I don't agree with this advice. Sure, looking back at March 2020, you'd be right. But this time we won't have the Fed to print unlimited money and artificially stop the crash in its track, create a surplus of capital to deploy, and destroy the value of the US Dollar in the process. This newer downturn is us having to pay the price for the foolishness of spring 2020. And it will be far more expensive than it would have been just dealing with it back then. The dollar will never recover this destruction of value – and all we've done is transfer a massive amount of wealth to those who had capital invested in growth assets from those who didn't. (i.e. from the poor to the rich)

If you need capital at all, start raising it now and don't wait. Nobody knows how bad things are going to get, and there's no savior bailing us out in a couple months this time.

(Am a seed VC)

I'm commenting on investor emotions, not whatever the fed is gonna do or the value of the dollar in the future.

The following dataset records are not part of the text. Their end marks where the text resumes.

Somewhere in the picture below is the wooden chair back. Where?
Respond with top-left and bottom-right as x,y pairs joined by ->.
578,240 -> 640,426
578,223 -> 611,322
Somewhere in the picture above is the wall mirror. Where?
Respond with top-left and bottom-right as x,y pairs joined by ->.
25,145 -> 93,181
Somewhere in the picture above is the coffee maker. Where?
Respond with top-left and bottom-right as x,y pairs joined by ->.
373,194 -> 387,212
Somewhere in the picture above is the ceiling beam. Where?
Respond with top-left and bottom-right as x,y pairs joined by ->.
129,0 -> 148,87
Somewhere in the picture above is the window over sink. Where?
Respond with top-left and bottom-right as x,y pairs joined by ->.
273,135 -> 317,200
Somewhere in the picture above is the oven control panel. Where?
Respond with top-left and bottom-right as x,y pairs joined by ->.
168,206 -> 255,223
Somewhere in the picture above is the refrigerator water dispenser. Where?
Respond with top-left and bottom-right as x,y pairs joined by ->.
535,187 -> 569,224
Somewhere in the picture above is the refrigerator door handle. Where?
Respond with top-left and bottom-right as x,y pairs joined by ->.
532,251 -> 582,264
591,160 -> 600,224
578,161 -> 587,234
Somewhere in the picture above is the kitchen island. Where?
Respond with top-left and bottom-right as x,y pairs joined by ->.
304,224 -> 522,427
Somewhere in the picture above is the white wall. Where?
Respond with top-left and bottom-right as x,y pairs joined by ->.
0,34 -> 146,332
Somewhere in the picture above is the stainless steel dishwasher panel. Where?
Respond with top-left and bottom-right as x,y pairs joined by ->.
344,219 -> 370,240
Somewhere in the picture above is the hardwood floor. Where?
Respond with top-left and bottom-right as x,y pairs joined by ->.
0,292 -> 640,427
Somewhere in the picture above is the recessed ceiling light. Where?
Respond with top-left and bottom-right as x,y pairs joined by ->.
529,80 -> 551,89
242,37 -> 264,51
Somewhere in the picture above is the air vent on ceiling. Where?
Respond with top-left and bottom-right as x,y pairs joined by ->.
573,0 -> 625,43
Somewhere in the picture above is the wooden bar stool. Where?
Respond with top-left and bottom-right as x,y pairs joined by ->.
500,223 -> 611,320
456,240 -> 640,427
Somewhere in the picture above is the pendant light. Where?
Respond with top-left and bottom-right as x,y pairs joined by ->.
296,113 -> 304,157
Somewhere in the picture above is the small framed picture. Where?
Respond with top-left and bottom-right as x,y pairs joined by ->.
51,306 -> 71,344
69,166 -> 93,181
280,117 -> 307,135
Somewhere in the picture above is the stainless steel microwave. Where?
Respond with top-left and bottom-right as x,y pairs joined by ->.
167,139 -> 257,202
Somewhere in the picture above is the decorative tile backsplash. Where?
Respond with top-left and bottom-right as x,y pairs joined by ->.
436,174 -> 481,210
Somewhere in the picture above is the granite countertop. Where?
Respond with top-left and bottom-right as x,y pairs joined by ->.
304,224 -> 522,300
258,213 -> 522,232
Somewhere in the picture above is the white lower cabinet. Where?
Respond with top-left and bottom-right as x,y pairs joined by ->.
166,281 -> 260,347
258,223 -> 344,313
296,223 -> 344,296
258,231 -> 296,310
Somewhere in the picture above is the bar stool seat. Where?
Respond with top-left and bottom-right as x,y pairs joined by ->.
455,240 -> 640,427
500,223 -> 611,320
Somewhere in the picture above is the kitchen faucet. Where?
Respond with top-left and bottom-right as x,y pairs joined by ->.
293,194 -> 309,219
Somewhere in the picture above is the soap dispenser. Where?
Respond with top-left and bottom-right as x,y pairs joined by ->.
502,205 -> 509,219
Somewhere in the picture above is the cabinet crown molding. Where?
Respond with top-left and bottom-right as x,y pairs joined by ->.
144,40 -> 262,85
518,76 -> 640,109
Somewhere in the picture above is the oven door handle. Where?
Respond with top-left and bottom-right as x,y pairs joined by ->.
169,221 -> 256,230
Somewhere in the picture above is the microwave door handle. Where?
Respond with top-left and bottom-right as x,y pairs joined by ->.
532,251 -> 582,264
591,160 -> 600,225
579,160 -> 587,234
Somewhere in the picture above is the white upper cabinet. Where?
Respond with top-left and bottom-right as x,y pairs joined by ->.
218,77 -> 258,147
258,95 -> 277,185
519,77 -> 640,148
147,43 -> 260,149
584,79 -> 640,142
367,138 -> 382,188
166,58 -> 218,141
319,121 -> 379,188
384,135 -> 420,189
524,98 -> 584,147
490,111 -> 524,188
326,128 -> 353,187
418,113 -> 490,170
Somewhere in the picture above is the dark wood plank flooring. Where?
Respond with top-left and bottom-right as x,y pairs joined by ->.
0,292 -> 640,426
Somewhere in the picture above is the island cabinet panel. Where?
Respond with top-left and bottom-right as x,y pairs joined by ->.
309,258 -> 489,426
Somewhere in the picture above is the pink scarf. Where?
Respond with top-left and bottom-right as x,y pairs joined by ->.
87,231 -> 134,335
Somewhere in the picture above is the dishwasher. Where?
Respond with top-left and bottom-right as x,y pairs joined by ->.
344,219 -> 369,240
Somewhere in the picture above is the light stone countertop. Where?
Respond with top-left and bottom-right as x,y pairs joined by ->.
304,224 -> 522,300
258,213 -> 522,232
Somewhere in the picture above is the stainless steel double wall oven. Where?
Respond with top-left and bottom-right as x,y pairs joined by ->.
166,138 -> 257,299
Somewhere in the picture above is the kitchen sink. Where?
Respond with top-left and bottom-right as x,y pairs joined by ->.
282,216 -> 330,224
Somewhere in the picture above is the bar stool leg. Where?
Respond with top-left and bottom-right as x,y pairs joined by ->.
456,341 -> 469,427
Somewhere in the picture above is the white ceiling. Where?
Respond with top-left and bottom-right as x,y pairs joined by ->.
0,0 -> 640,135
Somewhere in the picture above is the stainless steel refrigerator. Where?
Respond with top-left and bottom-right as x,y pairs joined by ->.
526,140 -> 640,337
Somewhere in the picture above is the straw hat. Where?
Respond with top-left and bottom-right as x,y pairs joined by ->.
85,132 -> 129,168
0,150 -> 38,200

I'm not saying that waiting a few months will make it better like it did in 2020. My experience is that most investors don't know how to act in a rapidly changing environment. Nobody wants to look like an idiot holding a bag just a few weeks after doing a deal with a sky high valuation on a company that's hype-y and doesn't have strong fundamentals. What investors end up doing is just pausing investing to get a feel for where the market is going to end up. As a founder you don't want to pitch VCs during that "pause" period. VCs still talk to founders during this pause period, they just have little to no intention of actually deploying dollars in anything that's not completely obvious (whether they realize it or not). You see it in this thread with a few comments from VCs around deals above seed stage definitely feeling "stalled". That's exactly what I'm talking about. Founders just end up burning thru a bunch of investor leads that are no's today but could likely be yeses in 3 months time. I think we're in that pause period right now. And if a company is able to, it's probably best to wait 90 days for VCs to adjust.

So what if it gets worse? In that care investors are settled in and know the game. They'll be deploying capital, just with more scrutiny and lower valuations. Capital will still be out there – there's tons of funds and plenty of money available for seed stage. That's a better situation than the "pause" period I describe above, where founders go out pitching and investors kick tires but don't deploy capital.

Also my opinion is that the summer is the worst time to raise, regardless of macro market conditions and even in great times. Once school gets out, people start traveling, etc...the reality is that the old trope of VCs don't work over the summer is probably unfair to some in the industry, but not undeserved :)

What about the massive amount of capital that was raised by VCs over the last couple of years? It has to be deployed at some point.
>We did YC as well.

Did you do YC before seed or after seed? If you raised after YC, aren't you also not qualified to give advice? From what I understand getting into YC is guaranteed to put you among the top while trying to raise.

We raised after doing YC. Why would being a YC founder disqualify someone from giving advice on fundraising in a down market?
160 pitches for 1.5M - in how many checks total?

Did you decide you wanted the 1.5 before starting the pitches?

39 investors total (this is highlighted in the post I linked btw, with a bunch of other analysis you'll likely find interested). When we started, we planned to raise between $1m and $2m.